Client Side Profiling

  • JSLex
  • Firebug and Firebug lite
  • Dojo.Profile

“The largest opportunity for optimization exists at the network layer”

Latency is the target for best optimization ROI. Techniques include:

  • fewer requests
  • pack more info into each request
  • reuse connections
  • increase connection parallelism
  • minimize bandwidth use
  • respect caching but don’t rely on it

Fewer Requests
A great way to make fewer requests is with image concatenation, whereby a bunch of images are bundled into a single larger image, and lay out the sub-images via css viewports into the large image.
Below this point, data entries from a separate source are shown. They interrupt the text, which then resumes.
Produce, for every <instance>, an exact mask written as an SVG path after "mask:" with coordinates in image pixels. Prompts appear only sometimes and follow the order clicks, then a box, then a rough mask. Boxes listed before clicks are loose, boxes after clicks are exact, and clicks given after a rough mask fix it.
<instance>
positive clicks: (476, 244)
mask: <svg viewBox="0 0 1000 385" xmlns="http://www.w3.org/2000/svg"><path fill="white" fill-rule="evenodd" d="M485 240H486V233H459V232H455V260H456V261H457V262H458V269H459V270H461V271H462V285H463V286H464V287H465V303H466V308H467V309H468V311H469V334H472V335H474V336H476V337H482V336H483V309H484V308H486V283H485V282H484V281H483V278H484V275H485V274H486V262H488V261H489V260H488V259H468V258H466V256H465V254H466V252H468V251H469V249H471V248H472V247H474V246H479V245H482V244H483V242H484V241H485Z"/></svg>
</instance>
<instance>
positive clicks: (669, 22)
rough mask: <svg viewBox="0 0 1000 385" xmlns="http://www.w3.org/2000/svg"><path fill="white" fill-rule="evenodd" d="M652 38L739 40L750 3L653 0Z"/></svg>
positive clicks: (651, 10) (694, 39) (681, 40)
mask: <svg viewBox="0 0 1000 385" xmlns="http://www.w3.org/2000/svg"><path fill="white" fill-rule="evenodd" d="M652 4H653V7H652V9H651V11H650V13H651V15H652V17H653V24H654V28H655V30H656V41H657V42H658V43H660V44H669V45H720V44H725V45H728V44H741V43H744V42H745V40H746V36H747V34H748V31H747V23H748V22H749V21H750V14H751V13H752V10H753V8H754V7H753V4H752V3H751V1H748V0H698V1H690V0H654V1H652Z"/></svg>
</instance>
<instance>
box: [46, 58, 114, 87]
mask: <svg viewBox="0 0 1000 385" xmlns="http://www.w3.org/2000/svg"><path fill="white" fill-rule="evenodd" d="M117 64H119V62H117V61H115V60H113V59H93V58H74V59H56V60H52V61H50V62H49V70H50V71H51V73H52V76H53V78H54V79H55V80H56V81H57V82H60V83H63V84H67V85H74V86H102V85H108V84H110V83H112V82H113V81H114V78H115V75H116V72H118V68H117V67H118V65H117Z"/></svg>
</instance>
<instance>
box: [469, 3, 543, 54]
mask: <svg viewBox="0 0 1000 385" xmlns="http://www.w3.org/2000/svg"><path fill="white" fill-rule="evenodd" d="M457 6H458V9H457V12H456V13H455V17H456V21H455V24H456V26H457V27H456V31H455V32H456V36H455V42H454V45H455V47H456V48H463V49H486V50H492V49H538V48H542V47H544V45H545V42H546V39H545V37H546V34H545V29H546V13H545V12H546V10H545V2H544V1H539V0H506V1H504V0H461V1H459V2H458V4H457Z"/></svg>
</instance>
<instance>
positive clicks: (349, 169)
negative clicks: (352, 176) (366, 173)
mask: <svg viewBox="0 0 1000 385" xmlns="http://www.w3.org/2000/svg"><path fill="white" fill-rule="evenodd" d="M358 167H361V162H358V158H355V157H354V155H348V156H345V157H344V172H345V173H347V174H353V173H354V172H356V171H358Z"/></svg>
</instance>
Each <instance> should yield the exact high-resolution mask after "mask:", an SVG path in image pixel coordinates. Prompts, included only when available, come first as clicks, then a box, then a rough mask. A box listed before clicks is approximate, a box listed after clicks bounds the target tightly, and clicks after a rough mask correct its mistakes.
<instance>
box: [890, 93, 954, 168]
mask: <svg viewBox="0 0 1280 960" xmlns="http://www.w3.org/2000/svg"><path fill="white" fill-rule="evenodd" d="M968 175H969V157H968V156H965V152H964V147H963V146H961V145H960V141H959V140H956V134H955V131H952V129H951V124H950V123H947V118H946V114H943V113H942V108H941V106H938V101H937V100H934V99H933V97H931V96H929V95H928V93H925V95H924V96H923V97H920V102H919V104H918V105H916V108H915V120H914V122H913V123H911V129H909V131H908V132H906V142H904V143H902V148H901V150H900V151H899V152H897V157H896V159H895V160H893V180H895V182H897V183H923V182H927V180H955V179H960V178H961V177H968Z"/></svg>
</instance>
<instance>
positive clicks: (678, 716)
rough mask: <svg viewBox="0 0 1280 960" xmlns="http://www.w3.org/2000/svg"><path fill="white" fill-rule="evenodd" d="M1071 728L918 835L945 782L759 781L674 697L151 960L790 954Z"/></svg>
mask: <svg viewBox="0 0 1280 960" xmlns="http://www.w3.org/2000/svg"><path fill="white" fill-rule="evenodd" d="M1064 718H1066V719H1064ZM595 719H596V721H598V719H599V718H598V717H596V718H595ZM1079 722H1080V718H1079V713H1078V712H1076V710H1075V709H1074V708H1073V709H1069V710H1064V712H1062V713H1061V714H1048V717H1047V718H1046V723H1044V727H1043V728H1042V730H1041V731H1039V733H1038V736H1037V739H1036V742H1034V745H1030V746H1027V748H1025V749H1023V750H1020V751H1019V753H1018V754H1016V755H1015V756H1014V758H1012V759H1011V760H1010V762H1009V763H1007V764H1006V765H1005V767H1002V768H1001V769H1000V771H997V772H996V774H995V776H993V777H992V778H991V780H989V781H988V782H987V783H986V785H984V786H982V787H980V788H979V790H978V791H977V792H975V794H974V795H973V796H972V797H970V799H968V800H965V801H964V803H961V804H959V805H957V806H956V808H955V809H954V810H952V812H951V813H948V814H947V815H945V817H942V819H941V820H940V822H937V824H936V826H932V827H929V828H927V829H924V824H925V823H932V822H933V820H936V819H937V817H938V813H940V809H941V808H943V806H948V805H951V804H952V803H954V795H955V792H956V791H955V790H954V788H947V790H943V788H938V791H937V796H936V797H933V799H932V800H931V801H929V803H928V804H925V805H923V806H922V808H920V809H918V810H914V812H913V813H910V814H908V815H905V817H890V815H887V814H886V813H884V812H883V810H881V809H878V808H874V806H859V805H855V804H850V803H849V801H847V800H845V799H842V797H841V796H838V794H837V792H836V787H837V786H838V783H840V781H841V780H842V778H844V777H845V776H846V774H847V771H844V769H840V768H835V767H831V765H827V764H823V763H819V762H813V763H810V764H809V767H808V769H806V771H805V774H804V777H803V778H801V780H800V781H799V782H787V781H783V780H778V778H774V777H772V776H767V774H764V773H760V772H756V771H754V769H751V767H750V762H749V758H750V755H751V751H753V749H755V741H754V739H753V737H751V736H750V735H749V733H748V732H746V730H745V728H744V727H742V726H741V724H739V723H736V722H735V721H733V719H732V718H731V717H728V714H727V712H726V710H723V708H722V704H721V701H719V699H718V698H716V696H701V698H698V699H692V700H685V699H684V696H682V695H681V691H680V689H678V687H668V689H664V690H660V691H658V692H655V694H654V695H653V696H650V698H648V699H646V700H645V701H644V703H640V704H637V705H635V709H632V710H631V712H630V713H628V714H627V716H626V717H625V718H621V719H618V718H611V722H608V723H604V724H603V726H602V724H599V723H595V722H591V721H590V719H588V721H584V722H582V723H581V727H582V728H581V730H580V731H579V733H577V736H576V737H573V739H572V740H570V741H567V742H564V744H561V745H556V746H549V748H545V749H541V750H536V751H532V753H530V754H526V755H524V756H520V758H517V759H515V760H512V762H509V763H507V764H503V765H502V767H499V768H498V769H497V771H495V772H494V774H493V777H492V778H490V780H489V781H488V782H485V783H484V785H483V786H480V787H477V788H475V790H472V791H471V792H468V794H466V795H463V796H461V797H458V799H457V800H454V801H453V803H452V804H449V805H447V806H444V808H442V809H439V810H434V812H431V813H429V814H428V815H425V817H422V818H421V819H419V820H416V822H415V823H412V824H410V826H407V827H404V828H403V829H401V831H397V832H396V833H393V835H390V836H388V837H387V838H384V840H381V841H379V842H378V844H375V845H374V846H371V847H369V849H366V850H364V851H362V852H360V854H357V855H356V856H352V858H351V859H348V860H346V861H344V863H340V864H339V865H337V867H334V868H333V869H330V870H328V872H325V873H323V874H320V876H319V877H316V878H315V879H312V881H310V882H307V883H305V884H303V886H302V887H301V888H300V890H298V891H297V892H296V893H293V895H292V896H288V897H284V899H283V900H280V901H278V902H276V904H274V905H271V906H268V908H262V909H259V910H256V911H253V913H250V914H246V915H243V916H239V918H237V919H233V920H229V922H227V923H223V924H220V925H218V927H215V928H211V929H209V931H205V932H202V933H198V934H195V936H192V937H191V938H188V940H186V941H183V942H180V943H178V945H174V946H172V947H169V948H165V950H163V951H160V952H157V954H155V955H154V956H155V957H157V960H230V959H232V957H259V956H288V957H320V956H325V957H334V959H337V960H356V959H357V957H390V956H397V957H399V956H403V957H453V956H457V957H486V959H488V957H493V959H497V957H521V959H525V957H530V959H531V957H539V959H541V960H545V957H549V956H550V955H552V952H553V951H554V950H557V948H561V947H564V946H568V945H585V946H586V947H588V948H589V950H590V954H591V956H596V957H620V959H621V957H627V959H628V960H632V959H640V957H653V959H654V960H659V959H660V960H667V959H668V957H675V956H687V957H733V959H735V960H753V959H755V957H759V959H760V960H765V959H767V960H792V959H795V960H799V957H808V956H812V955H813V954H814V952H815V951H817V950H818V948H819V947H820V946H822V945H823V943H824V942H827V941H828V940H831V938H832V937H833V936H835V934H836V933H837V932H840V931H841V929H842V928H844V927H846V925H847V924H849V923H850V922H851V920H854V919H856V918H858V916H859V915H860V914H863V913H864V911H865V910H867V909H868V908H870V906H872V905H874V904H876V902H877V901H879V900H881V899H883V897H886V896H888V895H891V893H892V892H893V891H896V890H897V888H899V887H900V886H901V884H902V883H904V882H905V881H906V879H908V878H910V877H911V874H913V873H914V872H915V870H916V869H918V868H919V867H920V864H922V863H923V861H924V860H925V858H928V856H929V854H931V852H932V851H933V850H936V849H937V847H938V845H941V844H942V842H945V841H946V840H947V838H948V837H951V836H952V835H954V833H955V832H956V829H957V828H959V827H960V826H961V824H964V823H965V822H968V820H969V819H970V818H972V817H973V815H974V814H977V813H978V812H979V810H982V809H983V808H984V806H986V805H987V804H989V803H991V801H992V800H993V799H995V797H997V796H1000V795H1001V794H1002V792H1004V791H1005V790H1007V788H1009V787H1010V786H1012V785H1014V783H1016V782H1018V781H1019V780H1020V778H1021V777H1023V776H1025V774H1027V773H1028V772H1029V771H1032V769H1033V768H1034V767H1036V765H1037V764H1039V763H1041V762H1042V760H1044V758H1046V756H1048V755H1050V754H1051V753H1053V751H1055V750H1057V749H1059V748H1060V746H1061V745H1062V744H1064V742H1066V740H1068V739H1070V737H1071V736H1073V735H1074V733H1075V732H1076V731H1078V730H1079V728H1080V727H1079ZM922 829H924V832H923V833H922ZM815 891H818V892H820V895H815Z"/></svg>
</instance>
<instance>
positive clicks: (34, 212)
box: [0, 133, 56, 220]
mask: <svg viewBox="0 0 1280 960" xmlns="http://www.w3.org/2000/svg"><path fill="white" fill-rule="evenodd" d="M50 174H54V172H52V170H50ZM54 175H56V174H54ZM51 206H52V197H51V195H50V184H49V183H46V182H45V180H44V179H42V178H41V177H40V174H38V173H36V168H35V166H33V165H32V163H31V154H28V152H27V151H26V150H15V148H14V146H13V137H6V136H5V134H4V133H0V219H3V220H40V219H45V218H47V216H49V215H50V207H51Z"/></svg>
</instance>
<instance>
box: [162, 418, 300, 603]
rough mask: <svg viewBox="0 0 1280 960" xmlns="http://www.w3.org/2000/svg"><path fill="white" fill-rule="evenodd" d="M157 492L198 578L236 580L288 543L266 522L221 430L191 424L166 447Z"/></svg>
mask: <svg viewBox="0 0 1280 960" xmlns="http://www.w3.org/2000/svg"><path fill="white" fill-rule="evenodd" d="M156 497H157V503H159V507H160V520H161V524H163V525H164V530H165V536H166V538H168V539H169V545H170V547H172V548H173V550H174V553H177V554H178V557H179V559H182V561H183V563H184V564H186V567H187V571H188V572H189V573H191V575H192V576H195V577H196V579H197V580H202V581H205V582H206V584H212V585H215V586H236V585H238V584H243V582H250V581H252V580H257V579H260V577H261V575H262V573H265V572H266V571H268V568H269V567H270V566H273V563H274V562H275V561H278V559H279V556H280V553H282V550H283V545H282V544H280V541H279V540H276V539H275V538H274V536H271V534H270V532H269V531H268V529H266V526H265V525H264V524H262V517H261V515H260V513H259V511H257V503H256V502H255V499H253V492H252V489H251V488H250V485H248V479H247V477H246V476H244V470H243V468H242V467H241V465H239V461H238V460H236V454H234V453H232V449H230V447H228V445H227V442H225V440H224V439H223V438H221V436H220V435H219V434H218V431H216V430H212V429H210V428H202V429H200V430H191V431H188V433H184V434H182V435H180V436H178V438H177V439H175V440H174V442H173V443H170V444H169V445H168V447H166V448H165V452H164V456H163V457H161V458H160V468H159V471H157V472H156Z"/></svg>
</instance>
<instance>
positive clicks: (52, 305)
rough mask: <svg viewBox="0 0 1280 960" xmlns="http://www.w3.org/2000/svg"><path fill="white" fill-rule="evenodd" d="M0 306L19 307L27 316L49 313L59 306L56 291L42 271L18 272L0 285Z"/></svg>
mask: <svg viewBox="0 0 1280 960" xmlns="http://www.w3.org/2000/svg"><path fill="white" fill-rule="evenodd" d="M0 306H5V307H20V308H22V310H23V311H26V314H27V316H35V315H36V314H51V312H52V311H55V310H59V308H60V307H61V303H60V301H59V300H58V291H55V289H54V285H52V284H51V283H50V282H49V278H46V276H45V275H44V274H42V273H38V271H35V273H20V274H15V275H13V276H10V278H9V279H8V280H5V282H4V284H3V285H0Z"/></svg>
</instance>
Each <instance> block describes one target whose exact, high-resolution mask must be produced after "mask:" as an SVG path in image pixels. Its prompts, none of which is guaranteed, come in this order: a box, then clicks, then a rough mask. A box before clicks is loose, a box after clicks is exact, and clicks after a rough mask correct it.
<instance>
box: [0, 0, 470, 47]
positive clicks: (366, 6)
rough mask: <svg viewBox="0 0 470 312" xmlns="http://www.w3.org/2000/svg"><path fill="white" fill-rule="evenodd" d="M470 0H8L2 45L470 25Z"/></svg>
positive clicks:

Another way is to bundle multiple Javascript and CSS files together.

Connection Persistence
usually broken by firewall configs – test from outside your environment.

Connection Parallelism
HTTP spec allows two concurrent browser connections to each server.
Using multiple hostnames per server, you can get two connections per hostname and increase the number of parallel connections allowed.


HTTP Compression (gzip, deflate)
JS Obfuscation

Don’t overlook the simple things
when linking to a directory, remember the trailing slash so the server doesn’t have to redirect the browser

There’s a bit more as you will see when you look at the presentation PDF, and he gives some demos of code profiling in action – I imagine you can tell already that Ryan is extremely knowledgeable about and experienced with browser application performance analysis.